CAP3 (CONTIG ASSEMBLY PROGRAM Version 3) is a sequence assembly program for small-scale assembly with or without quality values. Click this link to open CAP3 homepage. CAP3 is embedded as an external tool into UGENE.
Open Tools ‣ Sanger data analysis submenu of the main menu.
Select the Reads de novo assembly (with CAP3) item to use the CAP3.
The Contig Assembly With CAP3 dialog appears.
You can add or remove input files using Add and Remove buttons. To remove all files click the Remove all button. Input files are files with a long DNA reads in FASTA, FASTQ, SCF or ABI formats. At least one input file should be added. Input a Result contig name and press the Run button. CAP3 produces assembly results in the ACE file format (”.ace”). The file contains one or several contigs assembled from the input reads.
The quality scores for FASTA sequences can be provided in an additional file. The file must be located in the same folder as the original sequences and have the same name as FASTA file, but another extension: .qual.
Also you can change the following advanced parameters:
Clipping for poor regions parameters:
Clipping of a poor end region of a read is controlled by parameters Base quality cutoff for clipping (-c) (the specified value should be more than 5), and Clipping range (-y) (the specified value should be more than 5).
Quality difference score of an overlap parameters:
Base quality cutoff for differences (-b) — if an overlap contains a difference at bases of quality values q1 and q2, then the score at the difference is max(0, min(q1, q2) - b), where b is the specified value. The specified value should be more than 15. The difference score of an overlap is the sum of scores at each difference.

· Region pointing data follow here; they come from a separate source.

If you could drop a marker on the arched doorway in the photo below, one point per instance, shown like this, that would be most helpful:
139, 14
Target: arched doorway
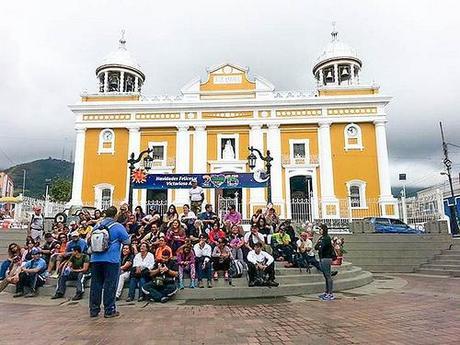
301, 188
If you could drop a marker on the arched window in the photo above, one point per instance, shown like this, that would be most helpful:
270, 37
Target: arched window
103, 196
106, 141
353, 137
357, 193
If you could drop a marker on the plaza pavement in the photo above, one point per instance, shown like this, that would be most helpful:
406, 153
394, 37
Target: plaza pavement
395, 309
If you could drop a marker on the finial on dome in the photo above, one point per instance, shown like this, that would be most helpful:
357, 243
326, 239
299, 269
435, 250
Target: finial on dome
334, 32
122, 39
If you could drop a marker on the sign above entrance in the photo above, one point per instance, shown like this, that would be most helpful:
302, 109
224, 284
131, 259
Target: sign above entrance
215, 181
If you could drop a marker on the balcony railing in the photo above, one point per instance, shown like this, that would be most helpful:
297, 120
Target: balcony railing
311, 159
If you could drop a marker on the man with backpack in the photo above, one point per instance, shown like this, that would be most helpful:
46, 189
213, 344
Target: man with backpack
105, 247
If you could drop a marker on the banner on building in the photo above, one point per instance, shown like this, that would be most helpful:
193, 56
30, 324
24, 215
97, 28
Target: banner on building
142, 180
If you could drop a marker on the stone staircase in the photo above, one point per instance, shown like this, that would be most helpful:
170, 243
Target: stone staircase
292, 282
446, 264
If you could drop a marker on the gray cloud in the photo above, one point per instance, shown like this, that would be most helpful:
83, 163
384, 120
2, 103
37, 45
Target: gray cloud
51, 49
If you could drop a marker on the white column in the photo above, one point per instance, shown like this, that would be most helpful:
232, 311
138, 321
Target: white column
336, 74
256, 139
77, 184
382, 158
326, 170
134, 146
122, 81
274, 145
106, 81
182, 161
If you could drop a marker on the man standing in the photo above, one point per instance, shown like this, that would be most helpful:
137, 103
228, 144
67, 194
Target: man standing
196, 194
36, 225
32, 275
105, 266
76, 270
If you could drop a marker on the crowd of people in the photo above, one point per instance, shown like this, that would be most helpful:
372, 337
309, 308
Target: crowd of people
160, 252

Max qscore sum at differences (-d) — remove an overlap if its difference score is greater than the specified value. The specified value should be more than 20.
Similarity score of an overlap parameters:
The following parameters are used to calculate the similarity score of an overlapping alignment:
Match score factor (-m) — a match at bases of quality values q1 and q2 is given a score of m * min(q1, q2), where m is the specified value. The specified value should be more than 0.
Mismatch score factor (-n) — a mismatch at bases of quality values q1 and q2 is given a score of n * min(q1, q2), where n is the specified value. The specified value should be less than 0.
Gap penalty factor (-g) — a base of quality value q1 in a gap is given a score -g * min(q1, q2), where g is the specified value; q2 is the quality value of the base in the other sequence right before the gap. The specified value should be more than 0.
The similarity score is caclulated as the sum of scores of each match, each mismatch and each gap. Based on this value and the following value some overlaps are removed:
Overlap similarity score cutoff (-s) — remove overlaps with similarity scores less than the specified value. The specified value should be more than 250.
Length and percent identity of an overlap parameters:
Overlap length cutoff (-o) — minimum length of an overlap (in base pairs). The specified value should be more than 15 base pairs.
Overlap percent identity cutoff (-p) — minimum percent identity of an overlap. The specified value should be more than 65%.
Maximum number of word matches (-t) — an upper limit of word matches between a read and other reads. Increasing the value would result in more accuracy, however this could slow down the program. The specified value should be more than 0.
Band expansion size (-a) — a number of bases to expand a band of diagonals for an overlapping alignment between two sequence reads. The specified value should be more than 10.
Max gap length in any overlap (-f) — reject overlaps with a gap longer than the specified value. A small value may cause the program to remove true overlaps and to produce incorrect results. This option may be used by the user to split reads from alternative splicing forms into separate contigs. The specified value should be more than 1.
Assembly reverse reads (-r) — consider reads in reverse orientation for assembly. The default value is “checked”.